Introduction to the Panzaic Theory of Wayne Burns

Jerry Zaslove Introduces Wayne Burns’s Theory of the Novel

                                                                         A book must be the axe for the frozen sea inside us

I think we ought to read only the kind of books that wound and stab us. If the book we are reading doesn’t wake us up with a blow on the head, what are we reading it for? So that it will make us happy, as you write? Good Lord, we would be happy precisely if we had no books, and the kind of books that make us happy are the kind we could write ourselves if we had to. But we need the books that affect us like a disaster, that grieve us deeply, like the death of someone we loved more than ourselves, like being banished into forests far from anyone, like a suicide. A book must be the axe for the frozen sea inside us. (Franz Kafka)
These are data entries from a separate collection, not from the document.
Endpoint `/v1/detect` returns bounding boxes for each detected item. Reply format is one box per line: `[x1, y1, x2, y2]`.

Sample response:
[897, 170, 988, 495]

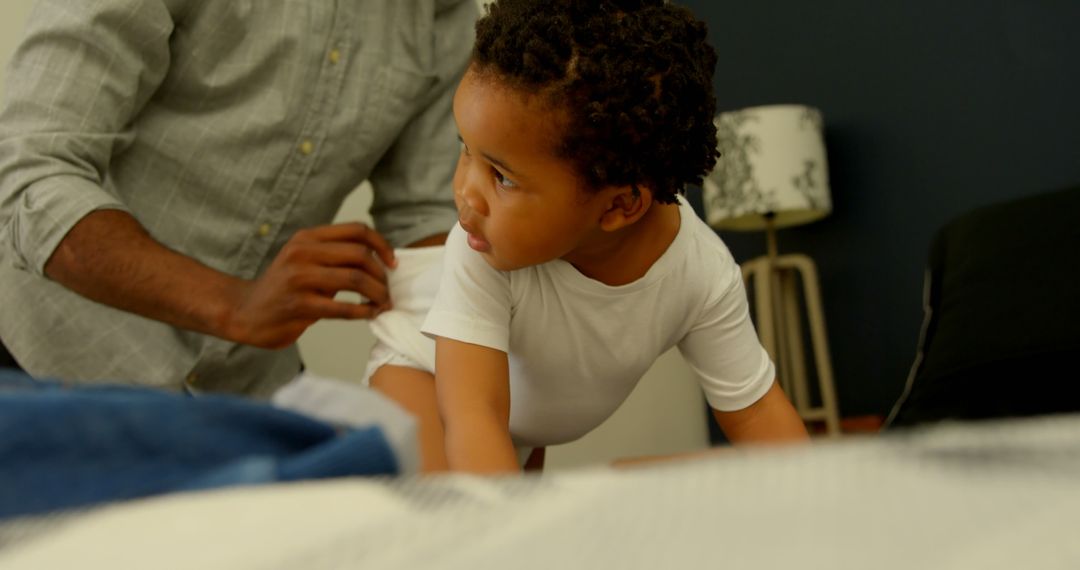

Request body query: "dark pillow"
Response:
[889, 188, 1080, 426]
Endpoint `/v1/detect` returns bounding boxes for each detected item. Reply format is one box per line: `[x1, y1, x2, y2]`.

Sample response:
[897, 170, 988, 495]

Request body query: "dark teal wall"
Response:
[680, 0, 1080, 416]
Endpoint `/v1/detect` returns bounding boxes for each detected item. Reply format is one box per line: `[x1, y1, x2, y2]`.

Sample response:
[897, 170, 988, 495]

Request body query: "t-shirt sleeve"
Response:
[420, 225, 511, 352]
[678, 266, 777, 411]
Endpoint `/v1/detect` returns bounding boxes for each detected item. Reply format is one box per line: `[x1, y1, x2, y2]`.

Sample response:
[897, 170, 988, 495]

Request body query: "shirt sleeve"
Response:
[421, 226, 513, 352]
[678, 265, 777, 411]
[0, 0, 177, 275]
[370, 0, 476, 247]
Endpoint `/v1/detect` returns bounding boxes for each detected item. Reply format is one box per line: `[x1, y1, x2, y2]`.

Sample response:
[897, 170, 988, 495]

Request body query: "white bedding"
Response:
[0, 417, 1080, 570]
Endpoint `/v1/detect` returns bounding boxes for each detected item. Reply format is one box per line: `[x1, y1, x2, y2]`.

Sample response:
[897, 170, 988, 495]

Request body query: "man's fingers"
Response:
[294, 267, 390, 309]
[308, 242, 387, 283]
[296, 221, 397, 267]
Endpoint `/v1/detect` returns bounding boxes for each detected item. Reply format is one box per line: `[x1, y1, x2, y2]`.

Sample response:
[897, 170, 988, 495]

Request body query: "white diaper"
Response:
[363, 245, 446, 384]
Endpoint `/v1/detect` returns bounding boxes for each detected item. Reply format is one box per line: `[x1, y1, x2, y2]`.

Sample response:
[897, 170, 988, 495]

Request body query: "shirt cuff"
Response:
[6, 175, 127, 276]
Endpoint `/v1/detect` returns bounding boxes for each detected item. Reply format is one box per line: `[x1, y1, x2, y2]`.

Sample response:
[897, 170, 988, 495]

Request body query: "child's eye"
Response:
[492, 168, 517, 189]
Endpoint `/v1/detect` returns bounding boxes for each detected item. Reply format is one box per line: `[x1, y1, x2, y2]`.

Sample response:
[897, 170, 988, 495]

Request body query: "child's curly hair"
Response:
[473, 0, 718, 203]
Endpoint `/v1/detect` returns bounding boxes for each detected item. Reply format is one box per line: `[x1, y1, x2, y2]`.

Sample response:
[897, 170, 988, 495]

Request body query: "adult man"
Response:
[0, 0, 475, 396]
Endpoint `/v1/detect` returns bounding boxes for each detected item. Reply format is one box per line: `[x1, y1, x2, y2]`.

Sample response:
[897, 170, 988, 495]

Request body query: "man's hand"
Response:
[44, 209, 395, 349]
[221, 223, 394, 349]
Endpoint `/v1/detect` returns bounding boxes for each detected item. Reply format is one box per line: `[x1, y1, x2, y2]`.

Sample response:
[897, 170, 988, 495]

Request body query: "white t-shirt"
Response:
[422, 200, 774, 447]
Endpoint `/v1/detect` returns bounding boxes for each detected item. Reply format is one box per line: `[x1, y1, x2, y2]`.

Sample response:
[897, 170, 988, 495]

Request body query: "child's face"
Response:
[454, 70, 609, 271]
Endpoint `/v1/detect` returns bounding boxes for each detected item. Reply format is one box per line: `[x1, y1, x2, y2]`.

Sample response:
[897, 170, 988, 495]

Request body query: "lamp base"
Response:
[742, 250, 840, 437]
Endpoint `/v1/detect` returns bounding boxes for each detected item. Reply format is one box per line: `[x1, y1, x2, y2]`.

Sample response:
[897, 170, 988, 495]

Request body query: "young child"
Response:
[370, 0, 807, 473]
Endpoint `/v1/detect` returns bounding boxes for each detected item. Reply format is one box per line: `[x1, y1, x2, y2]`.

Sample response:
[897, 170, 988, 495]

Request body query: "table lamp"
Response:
[703, 105, 840, 436]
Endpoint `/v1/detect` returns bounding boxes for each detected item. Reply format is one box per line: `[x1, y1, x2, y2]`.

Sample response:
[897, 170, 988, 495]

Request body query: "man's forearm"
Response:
[45, 209, 244, 338]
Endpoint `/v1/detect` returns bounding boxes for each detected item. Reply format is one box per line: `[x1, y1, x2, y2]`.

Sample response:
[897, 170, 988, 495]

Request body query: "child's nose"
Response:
[461, 168, 488, 216]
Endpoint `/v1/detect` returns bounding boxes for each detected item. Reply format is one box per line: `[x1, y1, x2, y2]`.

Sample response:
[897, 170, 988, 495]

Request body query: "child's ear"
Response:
[600, 186, 652, 232]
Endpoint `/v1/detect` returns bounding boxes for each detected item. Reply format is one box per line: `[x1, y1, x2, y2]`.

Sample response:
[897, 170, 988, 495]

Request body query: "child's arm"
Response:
[713, 380, 810, 444]
[435, 337, 521, 473]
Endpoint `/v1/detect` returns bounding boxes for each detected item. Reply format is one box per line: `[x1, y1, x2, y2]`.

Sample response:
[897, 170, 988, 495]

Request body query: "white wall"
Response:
[0, 0, 707, 470]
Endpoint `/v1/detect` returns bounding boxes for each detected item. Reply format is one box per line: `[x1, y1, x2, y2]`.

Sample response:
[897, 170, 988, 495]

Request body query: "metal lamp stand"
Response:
[742, 216, 840, 437]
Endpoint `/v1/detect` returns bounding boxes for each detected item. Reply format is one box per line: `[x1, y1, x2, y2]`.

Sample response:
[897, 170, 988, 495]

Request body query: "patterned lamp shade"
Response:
[703, 105, 833, 230]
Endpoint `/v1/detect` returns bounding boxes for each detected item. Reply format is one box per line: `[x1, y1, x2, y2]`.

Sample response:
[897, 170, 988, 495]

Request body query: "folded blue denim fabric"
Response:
[0, 369, 399, 518]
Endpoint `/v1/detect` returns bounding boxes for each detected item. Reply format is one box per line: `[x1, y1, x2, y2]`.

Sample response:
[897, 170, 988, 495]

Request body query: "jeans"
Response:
[0, 369, 399, 518]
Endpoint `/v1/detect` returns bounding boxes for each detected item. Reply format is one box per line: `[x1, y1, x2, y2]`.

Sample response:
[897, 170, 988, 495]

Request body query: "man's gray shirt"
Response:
[0, 0, 476, 396]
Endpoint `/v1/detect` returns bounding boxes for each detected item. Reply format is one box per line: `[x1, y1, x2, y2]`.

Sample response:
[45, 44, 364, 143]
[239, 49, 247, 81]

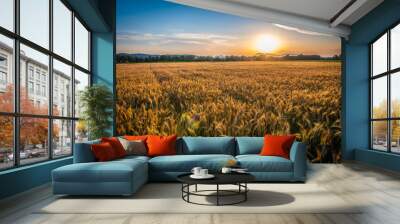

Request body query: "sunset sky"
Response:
[117, 0, 340, 56]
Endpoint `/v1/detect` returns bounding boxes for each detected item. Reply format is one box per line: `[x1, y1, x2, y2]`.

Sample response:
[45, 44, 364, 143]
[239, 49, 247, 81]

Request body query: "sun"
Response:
[254, 35, 280, 53]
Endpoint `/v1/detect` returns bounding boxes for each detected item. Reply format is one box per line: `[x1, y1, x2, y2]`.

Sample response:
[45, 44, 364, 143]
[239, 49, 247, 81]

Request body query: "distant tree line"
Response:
[117, 53, 341, 63]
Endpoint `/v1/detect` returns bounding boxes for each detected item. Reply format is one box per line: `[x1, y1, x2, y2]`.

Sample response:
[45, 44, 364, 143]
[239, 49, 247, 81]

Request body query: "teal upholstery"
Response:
[181, 137, 235, 155]
[236, 155, 293, 172]
[236, 137, 264, 155]
[52, 158, 148, 195]
[52, 137, 307, 195]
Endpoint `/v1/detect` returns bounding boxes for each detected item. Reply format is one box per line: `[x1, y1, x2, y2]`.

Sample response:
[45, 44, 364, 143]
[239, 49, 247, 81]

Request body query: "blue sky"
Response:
[117, 0, 340, 56]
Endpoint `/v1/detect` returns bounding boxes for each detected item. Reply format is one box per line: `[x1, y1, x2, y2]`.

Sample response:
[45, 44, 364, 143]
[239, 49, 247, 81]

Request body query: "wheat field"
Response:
[117, 61, 341, 162]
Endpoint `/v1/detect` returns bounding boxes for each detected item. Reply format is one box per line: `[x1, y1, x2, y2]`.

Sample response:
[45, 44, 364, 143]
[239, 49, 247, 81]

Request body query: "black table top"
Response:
[177, 173, 255, 184]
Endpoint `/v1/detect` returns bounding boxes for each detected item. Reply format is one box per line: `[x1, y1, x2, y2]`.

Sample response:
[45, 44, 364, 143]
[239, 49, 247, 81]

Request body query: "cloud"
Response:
[274, 24, 330, 36]
[117, 33, 238, 45]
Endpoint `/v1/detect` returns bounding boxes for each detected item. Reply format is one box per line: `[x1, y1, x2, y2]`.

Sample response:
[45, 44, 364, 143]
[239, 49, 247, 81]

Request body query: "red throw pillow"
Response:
[146, 135, 177, 157]
[91, 142, 117, 162]
[124, 135, 149, 150]
[260, 135, 296, 159]
[101, 137, 126, 158]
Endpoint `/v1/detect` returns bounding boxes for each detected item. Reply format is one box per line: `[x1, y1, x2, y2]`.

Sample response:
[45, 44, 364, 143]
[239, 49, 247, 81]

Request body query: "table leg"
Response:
[217, 184, 219, 206]
[244, 183, 248, 201]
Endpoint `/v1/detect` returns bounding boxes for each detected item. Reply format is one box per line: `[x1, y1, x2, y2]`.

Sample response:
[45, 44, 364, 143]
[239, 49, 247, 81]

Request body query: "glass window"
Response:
[0, 34, 14, 112]
[52, 119, 72, 157]
[0, 0, 14, 31]
[370, 25, 400, 153]
[390, 72, 400, 118]
[0, 116, 14, 170]
[390, 24, 400, 69]
[75, 120, 88, 142]
[75, 69, 89, 117]
[20, 0, 49, 49]
[75, 18, 89, 70]
[19, 117, 49, 164]
[391, 120, 400, 153]
[53, 0, 72, 60]
[372, 76, 387, 118]
[28, 82, 34, 94]
[53, 59, 72, 117]
[20, 44, 49, 115]
[372, 34, 387, 76]
[372, 121, 388, 151]
[0, 0, 90, 170]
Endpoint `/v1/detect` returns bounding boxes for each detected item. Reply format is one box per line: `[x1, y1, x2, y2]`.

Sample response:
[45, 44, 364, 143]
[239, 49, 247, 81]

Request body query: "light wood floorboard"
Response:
[0, 162, 400, 224]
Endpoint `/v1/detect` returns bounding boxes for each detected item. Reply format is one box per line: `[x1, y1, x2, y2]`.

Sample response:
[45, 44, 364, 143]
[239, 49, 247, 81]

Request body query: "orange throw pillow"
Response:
[146, 135, 177, 157]
[260, 135, 296, 159]
[91, 142, 117, 162]
[124, 135, 147, 142]
[101, 137, 126, 158]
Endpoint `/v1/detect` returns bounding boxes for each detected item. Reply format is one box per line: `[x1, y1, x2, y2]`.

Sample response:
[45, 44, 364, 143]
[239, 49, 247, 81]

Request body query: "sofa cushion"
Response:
[74, 140, 101, 163]
[52, 159, 147, 182]
[91, 142, 118, 162]
[236, 137, 264, 155]
[118, 137, 147, 156]
[260, 135, 296, 159]
[101, 137, 126, 158]
[181, 137, 235, 155]
[149, 154, 235, 172]
[236, 155, 293, 172]
[146, 135, 177, 157]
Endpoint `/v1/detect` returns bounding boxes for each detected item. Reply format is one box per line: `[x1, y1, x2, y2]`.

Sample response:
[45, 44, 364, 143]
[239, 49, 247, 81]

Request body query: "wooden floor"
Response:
[0, 163, 400, 224]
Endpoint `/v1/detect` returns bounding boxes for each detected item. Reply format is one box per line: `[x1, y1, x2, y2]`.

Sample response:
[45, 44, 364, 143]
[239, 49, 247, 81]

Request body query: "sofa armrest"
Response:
[290, 141, 307, 181]
[74, 140, 100, 163]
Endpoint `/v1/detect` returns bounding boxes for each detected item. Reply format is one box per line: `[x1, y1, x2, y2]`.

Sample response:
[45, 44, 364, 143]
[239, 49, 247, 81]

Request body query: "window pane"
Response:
[75, 69, 89, 117]
[390, 72, 400, 117]
[0, 0, 14, 31]
[19, 117, 49, 164]
[372, 76, 387, 118]
[390, 24, 400, 69]
[20, 44, 49, 114]
[372, 121, 387, 151]
[75, 18, 89, 70]
[75, 120, 89, 143]
[391, 120, 400, 153]
[20, 0, 49, 48]
[372, 34, 387, 76]
[0, 35, 14, 112]
[0, 116, 14, 170]
[53, 120, 72, 157]
[53, 59, 72, 117]
[53, 0, 72, 60]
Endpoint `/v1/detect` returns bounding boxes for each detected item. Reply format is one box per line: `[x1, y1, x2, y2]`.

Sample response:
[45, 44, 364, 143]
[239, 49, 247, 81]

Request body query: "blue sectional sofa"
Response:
[52, 137, 307, 195]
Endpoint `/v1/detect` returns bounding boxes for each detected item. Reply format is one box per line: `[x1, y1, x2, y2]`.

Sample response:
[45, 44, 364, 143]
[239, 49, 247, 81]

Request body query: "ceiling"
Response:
[168, 0, 383, 38]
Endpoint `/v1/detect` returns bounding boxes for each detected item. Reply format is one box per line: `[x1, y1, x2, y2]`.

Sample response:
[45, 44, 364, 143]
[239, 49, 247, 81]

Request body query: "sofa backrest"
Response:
[236, 137, 264, 155]
[177, 137, 235, 156]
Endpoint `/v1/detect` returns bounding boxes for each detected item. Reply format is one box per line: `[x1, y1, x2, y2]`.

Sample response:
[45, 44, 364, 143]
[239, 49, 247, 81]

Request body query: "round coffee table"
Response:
[177, 173, 255, 206]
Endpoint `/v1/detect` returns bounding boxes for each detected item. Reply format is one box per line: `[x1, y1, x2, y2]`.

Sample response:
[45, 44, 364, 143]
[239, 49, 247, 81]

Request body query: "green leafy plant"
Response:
[79, 84, 113, 139]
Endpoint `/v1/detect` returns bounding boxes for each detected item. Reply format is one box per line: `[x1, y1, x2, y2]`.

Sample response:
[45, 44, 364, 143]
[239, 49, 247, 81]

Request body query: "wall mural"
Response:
[117, 0, 341, 162]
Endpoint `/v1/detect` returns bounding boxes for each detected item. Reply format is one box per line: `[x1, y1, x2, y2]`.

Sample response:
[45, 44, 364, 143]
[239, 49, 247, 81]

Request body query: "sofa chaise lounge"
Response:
[52, 137, 307, 195]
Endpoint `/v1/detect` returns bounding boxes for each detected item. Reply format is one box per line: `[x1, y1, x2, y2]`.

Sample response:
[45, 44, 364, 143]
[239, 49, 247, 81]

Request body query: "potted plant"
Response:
[79, 84, 113, 139]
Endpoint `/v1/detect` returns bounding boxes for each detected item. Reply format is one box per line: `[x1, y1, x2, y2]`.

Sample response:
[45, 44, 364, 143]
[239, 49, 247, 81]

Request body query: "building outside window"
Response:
[28, 81, 34, 94]
[370, 24, 400, 153]
[0, 0, 91, 170]
[0, 54, 8, 91]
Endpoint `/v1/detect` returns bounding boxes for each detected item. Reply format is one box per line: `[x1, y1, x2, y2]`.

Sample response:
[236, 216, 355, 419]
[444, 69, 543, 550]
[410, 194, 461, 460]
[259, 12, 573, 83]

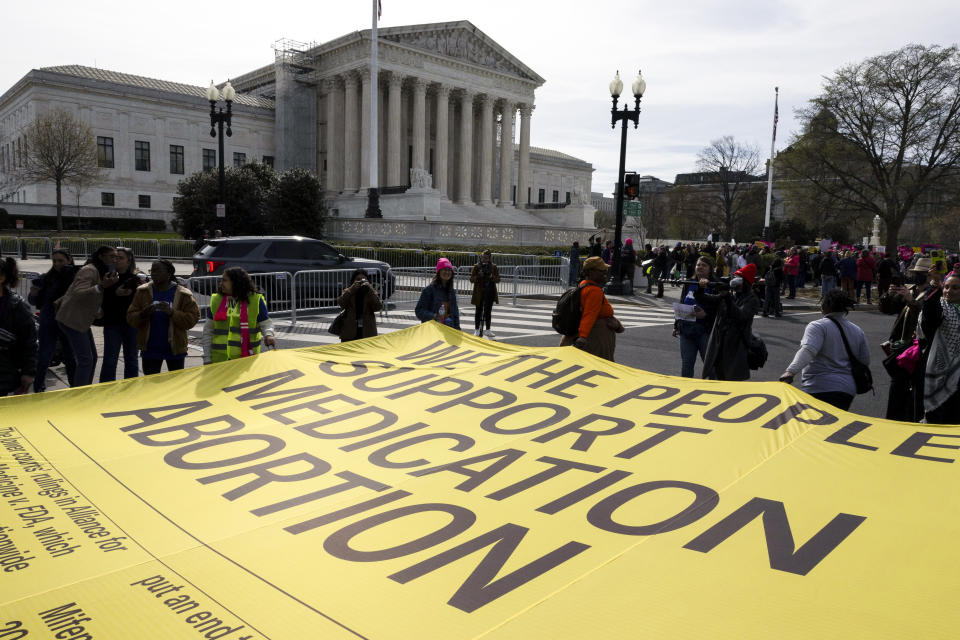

                                                                                    Turn truly, honorably to the novel

In all this wild welter, we need some sort of guide. It’s no good inventing Thou Shalt Nots! What then? Turn truly, honorably to the novel, and see wherein you are … alive, and wherein you are dead… in life. To be alive, to be man [and woman] alive, to be whole man [and woman] alive: that is the point. And at its best, the novel, and the novel supremely, can help you… Only in the novel are all things given full play, or at least, they may be given full play, when we realize that life itself and not inert safety, is the reason for living. For out of the full play of all things emerges the only thing that is anything, the wholeness of a man, the wholeness of a woman, man alive, and live woman (D.H. Lawrence)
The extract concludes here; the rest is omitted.